Dieta sin harinas

Más allá de los celíacos, las dietas libres de TACC se han hecho muy populares en los últimos meses. ¿Son realmente buenas? ¿Pueden ser peligrosas?
Hay personas que por cuestiones de salud, ya sea celiaquía, intolerancia o alergia a las harinas, debe llevar una vida alejada de las harinas que conforman el TACC: trigo, avena, cebada, centeno.

Pero la realidad, es que muchas personas han comenzado a reducir o quitar el volumen de harinas que ingieren, sin un diagnostico, y afirman sentirse más livianos, más saludables.

Como todo, llevar este tipo de alimentación es bueno, o no es dañino, hasta cierto punto. Tengamos en cuenta algunos datos nutricionales:

Hidratos de carbono

Son buenos los que poseen fibras, y menos buenos aquellos que tienen harinas y azúcares.

Grasas

Las buenas son aquellas que provienen de los vegetales y del pescado. Las menos buenas provienen de los animales o son las grasas saturadas.

Composición deseable

Hidratos 50%, proteínas 30%, grasas buenas 20%

Dietas bajas en harinas

Son buenas en caso de gordura abdominal, colesterol y/o triglicéridos altos, hipertensión o glucemia elevada.

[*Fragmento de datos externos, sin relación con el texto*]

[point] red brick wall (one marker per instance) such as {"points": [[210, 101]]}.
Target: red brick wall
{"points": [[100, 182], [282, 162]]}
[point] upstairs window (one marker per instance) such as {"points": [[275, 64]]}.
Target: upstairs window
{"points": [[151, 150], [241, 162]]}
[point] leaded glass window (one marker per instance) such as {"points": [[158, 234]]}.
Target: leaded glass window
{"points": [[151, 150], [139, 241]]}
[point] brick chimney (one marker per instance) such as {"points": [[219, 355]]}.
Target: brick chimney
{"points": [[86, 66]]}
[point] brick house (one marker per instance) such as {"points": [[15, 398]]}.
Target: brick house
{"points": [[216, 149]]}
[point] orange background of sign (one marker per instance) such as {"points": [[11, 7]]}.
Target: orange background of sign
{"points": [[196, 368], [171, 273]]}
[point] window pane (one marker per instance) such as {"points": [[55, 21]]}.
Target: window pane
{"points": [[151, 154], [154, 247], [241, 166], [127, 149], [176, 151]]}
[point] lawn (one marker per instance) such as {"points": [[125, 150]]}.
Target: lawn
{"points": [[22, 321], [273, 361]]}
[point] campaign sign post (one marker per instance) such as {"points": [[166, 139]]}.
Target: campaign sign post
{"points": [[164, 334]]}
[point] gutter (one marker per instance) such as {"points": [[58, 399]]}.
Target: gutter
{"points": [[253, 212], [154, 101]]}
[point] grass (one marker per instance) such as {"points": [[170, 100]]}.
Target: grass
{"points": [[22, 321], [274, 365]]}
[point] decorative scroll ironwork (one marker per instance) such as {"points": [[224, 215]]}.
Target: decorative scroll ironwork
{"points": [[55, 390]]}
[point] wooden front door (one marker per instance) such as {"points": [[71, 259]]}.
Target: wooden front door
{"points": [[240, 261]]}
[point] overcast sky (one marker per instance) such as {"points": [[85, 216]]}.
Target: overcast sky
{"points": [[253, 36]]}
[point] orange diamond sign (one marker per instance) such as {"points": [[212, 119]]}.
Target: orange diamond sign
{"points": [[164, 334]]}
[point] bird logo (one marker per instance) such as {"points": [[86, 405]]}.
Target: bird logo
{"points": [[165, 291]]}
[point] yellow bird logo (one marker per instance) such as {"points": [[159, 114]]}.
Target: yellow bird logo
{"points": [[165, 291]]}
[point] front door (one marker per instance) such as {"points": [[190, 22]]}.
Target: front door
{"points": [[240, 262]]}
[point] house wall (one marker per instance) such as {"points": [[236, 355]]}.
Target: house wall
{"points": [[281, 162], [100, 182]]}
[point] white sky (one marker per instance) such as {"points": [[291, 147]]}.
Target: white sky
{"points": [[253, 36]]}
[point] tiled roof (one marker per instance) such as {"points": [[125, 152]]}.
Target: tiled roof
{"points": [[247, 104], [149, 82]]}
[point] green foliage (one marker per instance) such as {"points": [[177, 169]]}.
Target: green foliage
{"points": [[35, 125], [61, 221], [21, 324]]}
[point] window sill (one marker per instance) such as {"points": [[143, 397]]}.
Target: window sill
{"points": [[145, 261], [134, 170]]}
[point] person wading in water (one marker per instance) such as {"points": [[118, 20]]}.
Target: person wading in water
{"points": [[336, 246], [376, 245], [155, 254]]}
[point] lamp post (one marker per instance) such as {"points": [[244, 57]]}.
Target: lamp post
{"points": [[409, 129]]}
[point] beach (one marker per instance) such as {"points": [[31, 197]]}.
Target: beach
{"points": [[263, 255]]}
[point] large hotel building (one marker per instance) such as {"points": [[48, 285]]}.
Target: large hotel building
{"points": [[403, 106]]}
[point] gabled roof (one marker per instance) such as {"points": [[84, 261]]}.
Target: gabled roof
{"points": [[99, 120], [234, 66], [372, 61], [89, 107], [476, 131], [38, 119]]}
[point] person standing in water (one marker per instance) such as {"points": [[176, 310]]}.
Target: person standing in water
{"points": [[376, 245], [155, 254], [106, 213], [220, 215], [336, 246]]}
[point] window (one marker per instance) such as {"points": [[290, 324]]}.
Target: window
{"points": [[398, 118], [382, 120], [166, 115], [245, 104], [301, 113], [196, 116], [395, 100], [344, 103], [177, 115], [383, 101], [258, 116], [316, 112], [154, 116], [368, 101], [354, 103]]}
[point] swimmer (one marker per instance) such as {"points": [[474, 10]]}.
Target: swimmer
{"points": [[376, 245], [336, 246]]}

En esos casos se debe aumentar el consumo de carnes magras, pescado, pollo, quesos magros, huevo, legumbres y frutas secas.

Por otro lado, se deben disminuir las harinas, azúcar y bebidas azucaradas.

Dietas sin harinas

NO ES SOSTENIBLE

Estas dietas tienen carencia de vitaminas, minerales, fitoquímicos.

A su vez, traen cambios metabólicos desfavorables.